Editorial
Copyright ©The Author(s) 2024. Published by Baishideng Publishing Group Inc. All rights reserved.
World J Clin Cases. May 6, 2024; 12(13): 2157-2159
Published online May 6, 2024. doi: 10.12998/wjcc.v12.i13.2157
Pioneering role of machine learning in unveiling intensive care unit-acquired weakness
Silvano Dragonieri
Silvano Dragonieri, Department of Respiratory Diseases, University of Bari, Bari 70124, Italy
Author contributions: Dragonieri S conceived and wrote the entire manuscript.
Conflict-of-interest statement: The author has no conflicts of interest to declare.
Open-Access: This article is an open-access article that was selected by an in-house editor and fully peer-reviewed by external reviewers. It is distributed in accordance with the Creative Commons Attribution NonCommercial (CC BY-NC 4.0) license, which permits others to distribute, remix, adapt, build upon this work non-commercially, and license their derivative works on different terms, provided the original work is properly cited and the use is non-commercial.

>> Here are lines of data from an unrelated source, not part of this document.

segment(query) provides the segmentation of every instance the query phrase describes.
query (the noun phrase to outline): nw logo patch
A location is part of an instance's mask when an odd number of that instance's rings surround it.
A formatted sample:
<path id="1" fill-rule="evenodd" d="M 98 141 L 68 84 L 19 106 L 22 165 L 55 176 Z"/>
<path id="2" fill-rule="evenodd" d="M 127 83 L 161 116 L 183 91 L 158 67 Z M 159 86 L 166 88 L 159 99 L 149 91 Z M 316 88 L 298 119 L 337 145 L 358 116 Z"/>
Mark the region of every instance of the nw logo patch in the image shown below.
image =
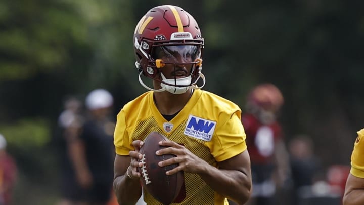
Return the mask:
<path id="1" fill-rule="evenodd" d="M 190 115 L 185 128 L 185 135 L 209 142 L 212 138 L 216 122 Z"/>

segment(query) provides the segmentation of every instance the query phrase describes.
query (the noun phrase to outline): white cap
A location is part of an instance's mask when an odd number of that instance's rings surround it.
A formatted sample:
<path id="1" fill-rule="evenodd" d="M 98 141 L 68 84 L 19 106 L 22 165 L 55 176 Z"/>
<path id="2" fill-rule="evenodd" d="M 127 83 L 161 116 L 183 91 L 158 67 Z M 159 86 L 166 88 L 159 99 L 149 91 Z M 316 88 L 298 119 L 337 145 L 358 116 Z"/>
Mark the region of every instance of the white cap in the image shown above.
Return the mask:
<path id="1" fill-rule="evenodd" d="M 1 134 L 0 134 L 0 150 L 4 149 L 6 147 L 6 140 Z"/>
<path id="2" fill-rule="evenodd" d="M 114 99 L 109 91 L 102 89 L 94 90 L 86 97 L 86 107 L 89 110 L 105 108 L 112 105 Z"/>

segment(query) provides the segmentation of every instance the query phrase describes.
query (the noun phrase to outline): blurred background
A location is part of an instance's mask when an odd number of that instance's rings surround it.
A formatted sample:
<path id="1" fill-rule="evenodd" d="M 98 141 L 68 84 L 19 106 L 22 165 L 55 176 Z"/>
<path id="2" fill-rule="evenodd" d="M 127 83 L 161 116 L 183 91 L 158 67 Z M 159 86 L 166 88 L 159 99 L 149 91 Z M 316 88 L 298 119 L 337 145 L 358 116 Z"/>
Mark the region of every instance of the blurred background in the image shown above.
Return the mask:
<path id="1" fill-rule="evenodd" d="M 309 136 L 324 178 L 332 166 L 350 165 L 364 127 L 363 1 L 3 0 L 0 133 L 18 169 L 13 204 L 58 199 L 53 139 L 67 96 L 107 89 L 116 117 L 146 91 L 132 36 L 139 19 L 161 4 L 197 20 L 205 90 L 244 109 L 253 87 L 276 85 L 285 99 L 279 120 L 286 144 Z"/>

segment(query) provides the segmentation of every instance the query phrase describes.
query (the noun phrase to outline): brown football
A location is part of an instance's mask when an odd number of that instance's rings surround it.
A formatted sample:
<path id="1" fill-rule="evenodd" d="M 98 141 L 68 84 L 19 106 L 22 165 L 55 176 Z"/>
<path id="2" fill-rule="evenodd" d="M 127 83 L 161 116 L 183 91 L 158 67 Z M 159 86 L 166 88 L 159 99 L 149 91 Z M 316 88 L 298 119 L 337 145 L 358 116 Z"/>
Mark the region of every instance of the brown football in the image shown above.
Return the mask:
<path id="1" fill-rule="evenodd" d="M 148 135 L 140 150 L 143 155 L 143 159 L 140 160 L 143 163 L 143 167 L 138 169 L 143 188 L 165 205 L 173 202 L 178 196 L 185 183 L 183 172 L 169 176 L 165 174 L 167 171 L 177 167 L 177 164 L 166 167 L 158 165 L 159 161 L 176 156 L 173 154 L 158 156 L 155 154 L 157 150 L 166 147 L 159 145 L 158 142 L 167 140 L 169 140 L 156 132 L 152 132 Z"/>

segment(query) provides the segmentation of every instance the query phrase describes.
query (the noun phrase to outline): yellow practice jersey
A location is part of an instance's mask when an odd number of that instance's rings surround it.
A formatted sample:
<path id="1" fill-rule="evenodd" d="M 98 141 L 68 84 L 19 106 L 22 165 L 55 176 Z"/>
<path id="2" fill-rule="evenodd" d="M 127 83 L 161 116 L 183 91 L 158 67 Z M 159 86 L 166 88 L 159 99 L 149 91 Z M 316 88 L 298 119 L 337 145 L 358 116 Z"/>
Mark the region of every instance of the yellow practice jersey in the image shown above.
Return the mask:
<path id="1" fill-rule="evenodd" d="M 240 121 L 241 110 L 232 102 L 210 92 L 196 90 L 184 108 L 168 121 L 159 113 L 149 91 L 126 104 L 117 116 L 114 142 L 116 152 L 128 155 L 135 140 L 144 140 L 151 132 L 159 132 L 183 145 L 209 164 L 229 159 L 247 148 Z M 197 174 L 185 173 L 186 197 L 181 204 L 228 204 Z M 148 204 L 161 204 L 148 192 Z"/>
<path id="2" fill-rule="evenodd" d="M 350 173 L 355 177 L 364 178 L 364 129 L 358 131 L 357 134 L 351 154 Z"/>

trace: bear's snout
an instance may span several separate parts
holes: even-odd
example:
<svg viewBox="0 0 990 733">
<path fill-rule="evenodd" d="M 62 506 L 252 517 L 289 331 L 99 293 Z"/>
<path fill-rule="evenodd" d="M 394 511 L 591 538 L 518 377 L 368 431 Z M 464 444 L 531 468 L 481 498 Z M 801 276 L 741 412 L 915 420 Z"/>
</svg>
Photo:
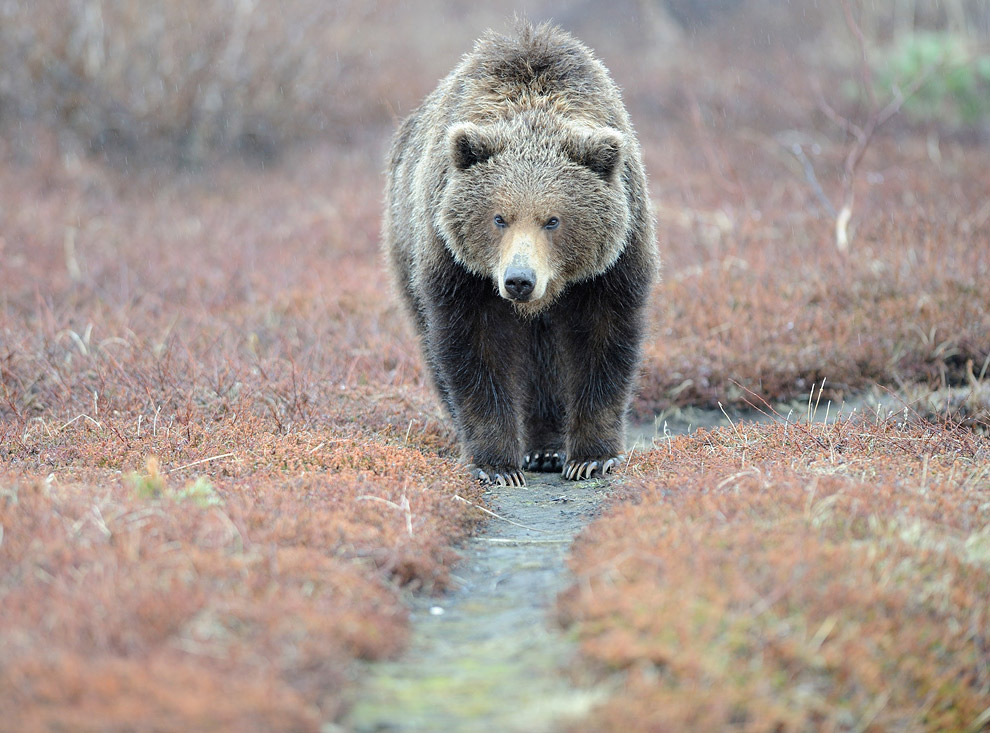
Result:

See: https://creativecommons.org/Licenses/by-nc/4.0/
Corresponding author: Silvano Dragonieri, MD, PhD, Associate Professor, Department of Respiratory Diseases, University of Bari, Piazza Giulio Cesare 11, Bari 70124, Italy. silvano.dragonieri@uniba.it
Received: February 21, 2024
Peer-review started: February 23, 2024
First decision: March 6, 2024
Revised: March 7, 2024
Accepted: March 27, 2024
Article in press: March 27, 2024
Published online: May 6, 2024
Processing time: 63 Days and 21 Hours
Abstract

In the research published in the World Journal of Clinical Cases, Wang and Long conducted a quantitative analysis to delineate the risk factors for intensive care unit-acquired weakness (ICU-AW) utilizing advanced machine learning methodologies. The study employed a multilayer perceptron neural network to accurately predict the incidence of ICU-AW, focusing on critical variables such as ICU stay duration and mechanical ventilation. This research marks a significant advancement in applying machine learning to clinical diagnostics, offering a new paradigm for predictive medicine in critical care. It underscores the importance of integrating artificial intelligence technologies in clinical practice to enhance patient management strategies and calls for interdisciplinary collaboration to drive innovation in healthcare.

Keywords: Intensive care unit-acquired weakness; Machine learning; Multilayer perceptron neural network; Predictive medicine; Interdisciplinary collaboration

Core Tip: This editorial leverages machine learning, specifically a multilayer perceptron neural network, to pinpoint key risk factors for intensive care unit-acquired weakness (ICU-AW), emphasizing the critical roles of ICU stay duration and mechanical ventilation. It heralds a paradigm shift towards data-driven, predictive medicine in critical care, advocating for the integration of artificial intelligence in clinical practices and interdisciplinary collaboration to enhance patient care outcomes.